China media slams Romney

BEIJING - Agence France-Presse

A protester carries a Mitt Romney puppet as he leaves a demonstration outside the offices of Bain Capital on August 21, 2012 in Evanston, Illinois. The demonstrators are angry with Bain Capital's plans to move to China 165 jobs from the Sensata Technologies plant. Workers from the plant delivered to the Bain Capital office a petition with more than 35,000 signatures urging the company to save their jobs. Bain Capital, whose former CEO was current Republican presidential candidate. AFP photo

China's official news agency on Wednesday criticised what it called a "blame-China game" by US presidential candidate Mitt Romney, a day after he formally secured the Republican nomination.
 
The conservative candidate's tough talk on issues such as Taiwan and exchange rates could sour relations, the state-run Xinhua news agency said, noting that anti-China rhetoric often flares up during US elections.
 
"While it is convenient for US politicians to hammer China and blame China for their own problems, they should be fully aware that their words and deeds are poisoning the general atmosphere of US-China relations," it said. "It is high time for him to drop the 'blame-China game' that frequently emerged on his campaign trail in the past several months." Romney has hammered Barack Obama for being weak on China, seeking to tap popular dissatisfaction over the struggling US economy and challenge the US president on foreign policy. He has pledged to brand China a "currency manipulator" on his first day in office, a move that could enable retaliatory sanctions and that the Obama administration declined to take in May.
 
Romney has also pledged to impede China's rise as a regional hegemon.
 
Last September he criticised Obama for declining to sell F-16 fighter jets to Taiwan, saying his rival had "caved" in to China, which sees Taiwan as part of its territory awaiting reunification, by force if necessary.
 
"If Romney's talks on the Chinese currency are a mere distortion of facts aimed at wooing anti-China votes, his proposed policy on arms sales to Taiwan is treading a dangerous line as it touches China's core interests," Xinhua said.
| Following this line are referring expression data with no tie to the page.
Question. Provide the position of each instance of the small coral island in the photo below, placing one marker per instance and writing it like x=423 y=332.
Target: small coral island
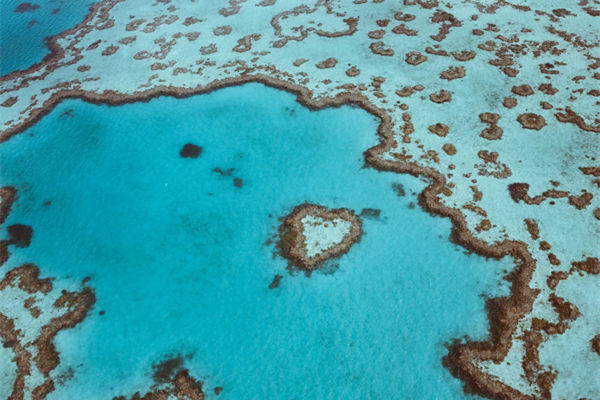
x=312 y=234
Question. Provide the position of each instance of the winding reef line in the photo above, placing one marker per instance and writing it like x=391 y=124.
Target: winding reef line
x=503 y=313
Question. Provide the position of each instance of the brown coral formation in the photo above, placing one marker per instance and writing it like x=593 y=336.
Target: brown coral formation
x=291 y=242
x=502 y=314
x=439 y=129
x=327 y=63
x=595 y=342
x=415 y=58
x=453 y=73
x=442 y=96
x=531 y=121
x=182 y=386
x=75 y=307
x=380 y=49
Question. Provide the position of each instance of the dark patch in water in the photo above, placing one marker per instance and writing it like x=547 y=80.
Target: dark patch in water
x=399 y=189
x=190 y=150
x=372 y=213
x=518 y=191
x=275 y=282
x=164 y=371
x=66 y=114
x=226 y=172
x=20 y=235
x=26 y=7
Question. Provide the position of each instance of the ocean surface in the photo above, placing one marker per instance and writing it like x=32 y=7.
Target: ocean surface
x=178 y=258
x=23 y=34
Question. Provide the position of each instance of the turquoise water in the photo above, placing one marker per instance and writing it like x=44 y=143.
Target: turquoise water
x=177 y=253
x=22 y=35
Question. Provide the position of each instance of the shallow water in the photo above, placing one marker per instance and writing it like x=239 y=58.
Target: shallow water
x=178 y=260
x=22 y=35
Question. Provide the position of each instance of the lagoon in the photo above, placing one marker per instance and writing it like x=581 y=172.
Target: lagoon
x=179 y=258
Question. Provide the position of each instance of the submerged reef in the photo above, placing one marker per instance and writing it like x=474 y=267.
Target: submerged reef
x=32 y=313
x=171 y=380
x=312 y=234
x=486 y=100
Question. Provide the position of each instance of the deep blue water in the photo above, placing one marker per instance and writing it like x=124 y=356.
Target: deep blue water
x=22 y=35
x=178 y=260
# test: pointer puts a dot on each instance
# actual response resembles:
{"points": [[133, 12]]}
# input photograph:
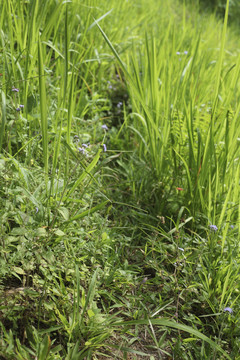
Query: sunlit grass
{"points": [[119, 181]]}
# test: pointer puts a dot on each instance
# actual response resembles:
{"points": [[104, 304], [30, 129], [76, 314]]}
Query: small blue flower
{"points": [[230, 310], [213, 227], [104, 127]]}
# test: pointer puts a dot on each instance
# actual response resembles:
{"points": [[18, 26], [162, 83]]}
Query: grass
{"points": [[119, 181]]}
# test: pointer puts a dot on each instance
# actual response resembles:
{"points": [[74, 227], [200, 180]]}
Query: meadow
{"points": [[119, 181]]}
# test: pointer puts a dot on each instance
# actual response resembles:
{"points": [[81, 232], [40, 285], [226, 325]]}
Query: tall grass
{"points": [[74, 265]]}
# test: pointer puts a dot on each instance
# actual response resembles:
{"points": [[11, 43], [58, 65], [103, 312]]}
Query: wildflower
{"points": [[109, 85], [119, 105], [104, 127], [81, 150], [230, 310], [213, 227]]}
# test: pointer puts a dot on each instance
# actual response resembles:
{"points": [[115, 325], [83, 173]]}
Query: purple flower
{"points": [[109, 85], [230, 310], [104, 127], [119, 105], [213, 227], [81, 150]]}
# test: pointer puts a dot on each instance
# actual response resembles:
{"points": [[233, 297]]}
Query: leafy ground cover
{"points": [[119, 181]]}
Obama has issued tamer criticisms of the Asian giant, announcing during a campaign stop last month that his government had filed a complaint against it with the World Trade Organization over a tariff on American automobiles.
 
Whoever wins in November, Xinhua said, may "have to spend some excruciating time looking for ways to remedy the damage to US-China relationship since the start of the campaign trail".